Supabase Auth redirect URLs had to be configured in the Supabase dashboard after deployment. This is easy to forget. The app can deploy perfectly and still fail login if Supabase only allows localhost:3000 as a redirect target.
I also ran into the difference between runtime and build-time environment variables. For Next.js, public variables like NEXT_PUBLIC_SUPABASE_URL must be available during the build or the frontend bundle can contain placeholder values from .env.example. That is a subtle production issue because the container can have the correct runtime env while the browser is already running code built with the wrong value.
This is the kind of issue that deployment tooling needs to understand. It is not enough to inject env vars into the running container. For frameworks like Next.js, some of them must also be passed into the build.
Supabase Was Its Own Step
Supabase Auth introduced a separate class of deployment work.

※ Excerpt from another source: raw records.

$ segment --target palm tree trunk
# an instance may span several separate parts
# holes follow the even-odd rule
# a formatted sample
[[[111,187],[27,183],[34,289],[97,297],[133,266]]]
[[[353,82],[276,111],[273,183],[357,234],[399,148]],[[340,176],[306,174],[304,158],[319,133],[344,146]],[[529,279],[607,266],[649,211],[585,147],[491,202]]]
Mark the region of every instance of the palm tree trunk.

The app used Supabase for magic links and Google login. The environment variables pointed the app to the correct Supabase project, but Supabase itself still needed production URL configuration.
The Google provider had to be enabled in Supabase. The deployed callback URL had to be added. The site URL had to stop pointing at localhost. None of that lives in the application repo, and no hosting platform can fully infer it from code.
This is an important lesson for vibe coders: when your app uses external auth, deployment is not only about your server. It is also about configuring the provider to trust the new production URL.
Live Result
The app is now running here:
https://receipt-splitter.s1-local.jetpacked.ai/
It is not meant to be a polished product launch. It is a deployment test that became realistic enough to expose the problems I care about.
What I Learned
Complex vibe-coded apps need platforms that understand more than framework names.
Detecting "Next.js" is useful, but it is not enough. The real deployment shape is Next.js plus Prisma plus Postgres plus migrations plus Supabase plus background jobs plus public build-time env vars plus server-only secrets.
Railway got me part of the way there but required manual service setup and port debugging. Vercel handled the frontend but did not solve the full-stack requirements by itself. Jetpacked handled the complete setup noticeably smoother for getting the app live quickly.
The rough edges were instructive. Supabase still needs manual provider and redirect configuration. OAuth still depends on external dashboards. Build-time environment variables still matter. But the core deployment path was much closer to what I want: connect the repo, detect the real stack, provision what the app needs, and surface the remaining configuration clearly.
That is the bar deployment platforms need to clear for AI-generated applications. Not "can it build a Next.js app?" but "can it understand the messy, service-heavy thing someone actually built?"